Roger Cohen has a piece in today's NYT (it's here) in which he describes a letter from Paul Volcker and nine other "wise men" (and women) that urges Obama to be more proactive in engaging Hamas in the Israeli/Palestinian peace process.
The letter states that "shutting out [Hamas] and isolating Gaza has only made it stronger and Fatah weaker" and argues that the US should "shift the U.S. objective from ousting Hamas to modifying its behavior." The letter goes on to say that the US should "offer inducements that will enable [Hamas's] more moderate elements to prevail and cease discouraging third parties from engaging with Hamas in ways that might clarify its view and test its behavior."
This is interesting -- it seems to me that the possible opening of a dialogue with Hamas is analogous to the possibility of engaging with certain members of the Taliban (about which there were several articles, a couple of weeks ago, in the Times and Post).
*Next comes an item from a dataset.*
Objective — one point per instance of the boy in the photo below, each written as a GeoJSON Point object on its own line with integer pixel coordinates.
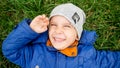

Engaging with Hamas would be in keeping with Obama's promise of a renewed emphasis on diplomacy (and fewer "hard and fast rules" about who the US will talk to versus who we won't). However, as a political matter, I imagine that convincing the American public/foreign policy establishment to work with Hamas will be even tougher than doing so with the Taliban, given the US's history of almost-unquestioning support of Israel.
I guess, though, the point of Cohen's piece is that the Volcker letter shows that the perspective of the foreign policy establishment is changing.